Figures from a classified Israeli military intelligence database indicate five out of six Palestinians killed by Israeli forces in Gaza have been civilians, an extreme rate of slaughter rarely matched in recent decades of warfare. As of May, 19 months into the war, Israeli intelligence officials listed 8,900 named fighters from Hamas and Palestinian Islamic Jihad as dead or “probably dead”, a joint investigation by the Guardian, the Israeli-Palestinian publication
+972 Magazine and the Hebrew-language outlet
Local Call has found.
At that time 53,000 Palestinians had been killed by Israeli attacks, according to health authorities in
Gaza, a toll that included combatants and civilians. Fighters named in the Israeli military intelligence database accounted for just 17% of the total, which indicates that 83% of the dead were civilians. That apparent ratio of civilians to combatants among the dead is extremely high for modern warfare, even compared with conflicts notorious for indiscriminate killing, including the Syrian and Sudanese civil wars.

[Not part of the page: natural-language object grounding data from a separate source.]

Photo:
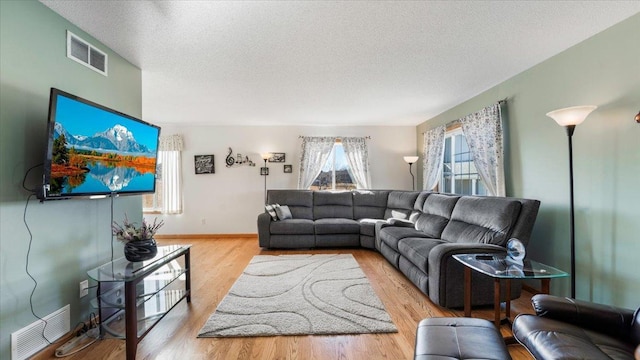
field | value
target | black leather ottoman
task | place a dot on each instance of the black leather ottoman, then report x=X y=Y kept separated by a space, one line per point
x=459 y=338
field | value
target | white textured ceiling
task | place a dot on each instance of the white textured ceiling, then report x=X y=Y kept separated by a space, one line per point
x=330 y=62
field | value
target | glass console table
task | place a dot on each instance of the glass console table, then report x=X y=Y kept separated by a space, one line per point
x=133 y=296
x=499 y=267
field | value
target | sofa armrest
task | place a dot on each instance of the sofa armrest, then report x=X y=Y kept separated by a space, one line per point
x=264 y=235
x=400 y=222
x=605 y=319
x=445 y=273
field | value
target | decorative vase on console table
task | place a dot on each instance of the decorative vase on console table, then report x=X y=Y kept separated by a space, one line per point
x=139 y=244
x=140 y=250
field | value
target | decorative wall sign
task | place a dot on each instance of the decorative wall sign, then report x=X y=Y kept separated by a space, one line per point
x=204 y=164
x=238 y=160
x=276 y=157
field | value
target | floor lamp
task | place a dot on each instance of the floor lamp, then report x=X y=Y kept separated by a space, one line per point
x=264 y=172
x=410 y=160
x=569 y=118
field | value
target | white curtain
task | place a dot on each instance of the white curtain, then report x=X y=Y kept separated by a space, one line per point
x=171 y=159
x=357 y=154
x=433 y=154
x=315 y=152
x=483 y=132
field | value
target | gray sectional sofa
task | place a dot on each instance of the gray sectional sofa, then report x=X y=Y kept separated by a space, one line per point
x=417 y=232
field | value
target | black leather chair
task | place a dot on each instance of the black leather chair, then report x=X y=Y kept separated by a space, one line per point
x=450 y=338
x=565 y=328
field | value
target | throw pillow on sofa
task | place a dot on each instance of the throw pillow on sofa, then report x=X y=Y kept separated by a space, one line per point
x=283 y=212
x=271 y=209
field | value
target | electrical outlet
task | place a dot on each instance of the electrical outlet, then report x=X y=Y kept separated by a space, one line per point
x=84 y=288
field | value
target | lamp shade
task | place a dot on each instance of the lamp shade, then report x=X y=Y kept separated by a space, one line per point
x=572 y=115
x=411 y=159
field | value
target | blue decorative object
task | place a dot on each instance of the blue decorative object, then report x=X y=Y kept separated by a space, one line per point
x=515 y=250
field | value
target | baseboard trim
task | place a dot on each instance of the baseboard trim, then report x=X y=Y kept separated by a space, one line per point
x=207 y=236
x=530 y=289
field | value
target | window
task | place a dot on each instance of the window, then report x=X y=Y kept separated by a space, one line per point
x=152 y=203
x=335 y=172
x=459 y=174
x=168 y=196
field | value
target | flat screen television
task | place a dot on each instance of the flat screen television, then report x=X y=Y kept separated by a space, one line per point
x=95 y=151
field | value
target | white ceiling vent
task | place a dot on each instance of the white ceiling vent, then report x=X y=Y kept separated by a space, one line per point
x=86 y=54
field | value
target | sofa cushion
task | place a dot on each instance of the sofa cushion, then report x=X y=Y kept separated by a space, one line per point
x=392 y=234
x=400 y=204
x=369 y=204
x=436 y=213
x=300 y=202
x=416 y=250
x=292 y=227
x=332 y=205
x=485 y=220
x=336 y=226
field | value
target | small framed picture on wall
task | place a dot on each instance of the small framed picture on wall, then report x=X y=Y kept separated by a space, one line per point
x=277 y=157
x=204 y=164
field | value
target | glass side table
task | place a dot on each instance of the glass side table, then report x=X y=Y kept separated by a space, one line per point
x=133 y=296
x=499 y=267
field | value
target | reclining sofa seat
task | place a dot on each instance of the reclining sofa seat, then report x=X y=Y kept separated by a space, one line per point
x=452 y=224
x=417 y=232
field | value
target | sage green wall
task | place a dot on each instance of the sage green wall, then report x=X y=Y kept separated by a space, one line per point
x=69 y=236
x=603 y=70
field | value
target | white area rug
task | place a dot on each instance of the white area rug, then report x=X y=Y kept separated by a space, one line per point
x=299 y=295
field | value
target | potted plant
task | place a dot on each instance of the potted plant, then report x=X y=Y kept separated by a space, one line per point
x=139 y=244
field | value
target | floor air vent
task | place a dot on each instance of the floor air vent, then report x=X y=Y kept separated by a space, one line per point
x=86 y=54
x=28 y=340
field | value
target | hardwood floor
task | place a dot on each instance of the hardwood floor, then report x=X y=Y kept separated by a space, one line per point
x=217 y=263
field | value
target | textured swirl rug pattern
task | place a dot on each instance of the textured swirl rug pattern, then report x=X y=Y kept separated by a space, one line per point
x=299 y=295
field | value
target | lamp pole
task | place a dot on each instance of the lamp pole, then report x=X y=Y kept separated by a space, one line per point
x=413 y=179
x=265 y=157
x=570 y=130
x=410 y=160
x=569 y=118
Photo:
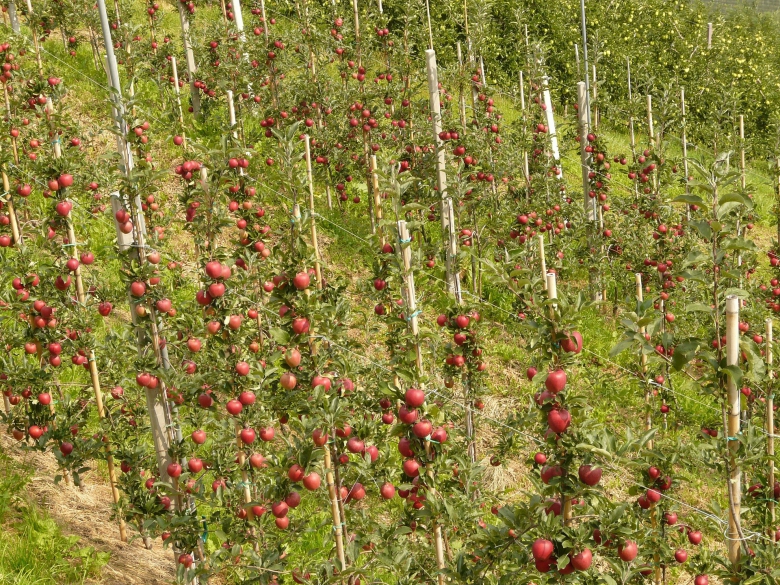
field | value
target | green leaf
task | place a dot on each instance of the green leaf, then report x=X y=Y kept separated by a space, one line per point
x=736 y=198
x=689 y=199
x=622 y=346
x=280 y=336
x=704 y=229
x=738 y=244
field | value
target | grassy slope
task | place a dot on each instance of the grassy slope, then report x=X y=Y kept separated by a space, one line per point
x=33 y=548
x=35 y=536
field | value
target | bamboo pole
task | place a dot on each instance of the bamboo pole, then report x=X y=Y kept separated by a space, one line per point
x=632 y=138
x=447 y=211
x=462 y=93
x=378 y=214
x=685 y=149
x=648 y=420
x=594 y=87
x=189 y=54
x=13 y=17
x=430 y=29
x=154 y=398
x=177 y=93
x=589 y=202
x=312 y=222
x=334 y=507
x=733 y=429
x=551 y=127
x=82 y=299
x=526 y=172
x=742 y=175
x=356 y=15
x=643 y=363
x=542 y=260
x=650 y=128
x=14 y=220
x=409 y=293
x=552 y=294
x=36 y=41
x=770 y=423
x=265 y=21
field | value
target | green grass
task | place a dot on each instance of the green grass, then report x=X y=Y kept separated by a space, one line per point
x=33 y=549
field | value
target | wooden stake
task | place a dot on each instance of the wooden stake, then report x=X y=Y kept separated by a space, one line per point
x=15 y=233
x=542 y=260
x=356 y=14
x=742 y=176
x=552 y=294
x=377 y=199
x=177 y=93
x=650 y=130
x=526 y=172
x=551 y=127
x=334 y=508
x=589 y=202
x=447 y=211
x=36 y=42
x=462 y=96
x=82 y=299
x=733 y=429
x=409 y=294
x=312 y=222
x=430 y=30
x=244 y=475
x=643 y=363
x=770 y=422
x=265 y=21
x=190 y=58
x=12 y=16
x=685 y=149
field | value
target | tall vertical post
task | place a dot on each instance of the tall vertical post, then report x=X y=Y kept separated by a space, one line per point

“That proportion of civilians among those killed would be unusually high, particularly as it has been going on for such a long time,” said Therése Pettersson from the
Uppsala Conflict Data Program, which tracks civilian casualties worldwide.
“If you single out a particular city or battle in another conflict, you could find similar rates, but very rarely overall.”
the Guardian
Meanwhile, Israeli rhetoric has increasingly mirrored genocidal language.
In leaked audio recordings aired on Israel’s Channel 12, Aharon Haliva, the former head of military intelligence, claimed,
“The fact that there are already 50,000 dead in Gaza is necessary and required for future generations.” He went further, saying:
“For each [victim] on 7 October, 50 Palestinians have to die … There’s no choice, they need a Nakba every now and then to feel the consequences.”
Gaza’s death toll has since risen to beyond 62,000, according to the enclave’s health ministry. The total number of wounded has now exceeded 157,000.